In the face of corruption at the highest levels of the FSLN bureaucracy, these currents are struggling to keep the emancipatory core of Sandinismo alive.

A Different Way Forward

To his credit, Sanders didn’t back down when he was confronted about his 1980s enthusiasm for the Nicaraguan Revolution during the Miami debate. And neither should we — the FSLN victory over Somoza was a watershed moment in the fight against dictatorship and oligarchy in Latin America, and the reforms the Sandinistas were able to bring about are formidable reminders of the potential of left-wing governments.

But we also can’t conflate the FSLN of 1985 with the FSLN of today.

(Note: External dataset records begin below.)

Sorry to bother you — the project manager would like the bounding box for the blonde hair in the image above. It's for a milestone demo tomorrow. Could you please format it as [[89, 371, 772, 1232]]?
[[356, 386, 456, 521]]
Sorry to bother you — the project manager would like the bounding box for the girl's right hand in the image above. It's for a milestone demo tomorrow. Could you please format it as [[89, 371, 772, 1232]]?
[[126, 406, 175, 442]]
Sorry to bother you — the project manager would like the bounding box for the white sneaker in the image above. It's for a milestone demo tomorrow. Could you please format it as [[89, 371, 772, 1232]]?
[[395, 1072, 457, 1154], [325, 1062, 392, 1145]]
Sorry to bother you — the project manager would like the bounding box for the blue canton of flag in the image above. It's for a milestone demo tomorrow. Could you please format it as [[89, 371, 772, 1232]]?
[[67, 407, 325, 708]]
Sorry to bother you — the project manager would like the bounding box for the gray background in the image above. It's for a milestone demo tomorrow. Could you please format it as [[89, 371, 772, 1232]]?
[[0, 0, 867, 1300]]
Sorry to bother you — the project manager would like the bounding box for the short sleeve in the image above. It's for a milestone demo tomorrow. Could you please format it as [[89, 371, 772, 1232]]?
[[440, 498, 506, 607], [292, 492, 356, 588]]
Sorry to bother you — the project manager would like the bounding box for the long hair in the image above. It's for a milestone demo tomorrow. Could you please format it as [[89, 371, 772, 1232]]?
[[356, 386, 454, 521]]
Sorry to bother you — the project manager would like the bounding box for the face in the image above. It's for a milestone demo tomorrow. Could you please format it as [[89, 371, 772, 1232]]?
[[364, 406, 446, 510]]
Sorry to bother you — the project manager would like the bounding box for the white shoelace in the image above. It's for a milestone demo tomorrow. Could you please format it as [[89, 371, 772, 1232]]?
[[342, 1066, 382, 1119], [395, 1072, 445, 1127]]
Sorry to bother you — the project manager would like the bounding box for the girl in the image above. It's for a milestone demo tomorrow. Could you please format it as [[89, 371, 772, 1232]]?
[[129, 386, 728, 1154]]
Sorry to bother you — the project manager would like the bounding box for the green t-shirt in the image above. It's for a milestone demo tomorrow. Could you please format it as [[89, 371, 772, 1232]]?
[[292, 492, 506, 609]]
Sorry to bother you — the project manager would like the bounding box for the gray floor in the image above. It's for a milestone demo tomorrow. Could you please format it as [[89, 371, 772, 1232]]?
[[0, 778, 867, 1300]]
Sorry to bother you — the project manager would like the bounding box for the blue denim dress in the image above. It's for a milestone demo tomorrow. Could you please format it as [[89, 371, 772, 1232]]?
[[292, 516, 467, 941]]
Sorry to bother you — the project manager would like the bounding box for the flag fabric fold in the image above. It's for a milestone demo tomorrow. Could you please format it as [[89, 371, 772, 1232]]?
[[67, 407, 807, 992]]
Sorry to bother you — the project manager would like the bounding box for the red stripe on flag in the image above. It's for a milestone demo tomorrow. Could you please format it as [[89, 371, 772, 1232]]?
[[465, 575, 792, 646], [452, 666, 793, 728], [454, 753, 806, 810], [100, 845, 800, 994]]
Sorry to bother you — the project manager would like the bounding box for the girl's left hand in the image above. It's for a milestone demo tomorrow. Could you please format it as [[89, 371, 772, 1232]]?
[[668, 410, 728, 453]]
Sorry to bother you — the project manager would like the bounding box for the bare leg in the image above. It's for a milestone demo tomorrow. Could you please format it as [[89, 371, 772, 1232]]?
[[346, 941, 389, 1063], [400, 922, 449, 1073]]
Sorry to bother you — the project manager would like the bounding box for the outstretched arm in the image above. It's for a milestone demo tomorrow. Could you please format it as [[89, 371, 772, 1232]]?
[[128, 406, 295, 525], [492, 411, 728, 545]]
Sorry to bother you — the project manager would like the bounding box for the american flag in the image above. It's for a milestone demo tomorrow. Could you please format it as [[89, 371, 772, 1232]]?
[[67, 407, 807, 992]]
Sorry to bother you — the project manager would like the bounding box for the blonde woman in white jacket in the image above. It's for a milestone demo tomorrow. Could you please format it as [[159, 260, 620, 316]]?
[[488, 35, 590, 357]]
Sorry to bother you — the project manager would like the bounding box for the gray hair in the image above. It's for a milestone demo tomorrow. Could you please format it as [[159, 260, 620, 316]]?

The party has gone through troubling changes since its defeat in 1990, and today it falls far short of the revolutionary promise it once projected.

Of course, some things have improved during Ortega’s current presidency, which maintains a left-wing character in some respects. Under Sandinista leadership, Nicaragua has joined the Bolivarian Alliance for the People of Our America (ALBA) — the left-wing bloc that includes countries like Bolivia, Cuba, Ecuador, and Venezuela, convened by Chávez as an alternative to the neoliberal Free Trade Area of the Americas.

And some of Ortega’s economic interventions have proved successful — in 2011, his government broke with the neoliberal development models it inherited, to great success. Nicaragua’s gross domestic product is expected to grow by 4.2 percent this year, compared to an overall negative growth rate for the region.

But for many Nicaraguans — including many Sandinistas — Ortega offers no real alternative to the corruption that came before. And some of his plans may even prove catastrophic.

A mega canal project — the Nicaraguan Grand Interoceanic Canal — is slated to bisect the country, linking the Pacific and Atlantic Oceans. Funded by Chinese capital, the project is opposed — on both economic and environmental grounds — by peasant groups and indigenous communities on Nicaragua’s embattled Atlantic coast. Some even allege the Sandinista authorities have used threats and other strong-arm tactics to force indigenous cooperation with the canal plans.

The way forward for the Nicaraguan left would seem to lie in the example set by FSLN dissidents — like Mónica Baltodano and the Movement to Rescue Sandinismo — who sharply criticize the trajectory of the party but hold fast to the Sandinista principles of radical democracy and social transformation from below.

The future of the movement is in their hands. Sandinismo faces “a deep crisis,” as Sandinista dissident Vilma Núnez de Escoria reminds us, but there is still hope that it can be redeemed from the left.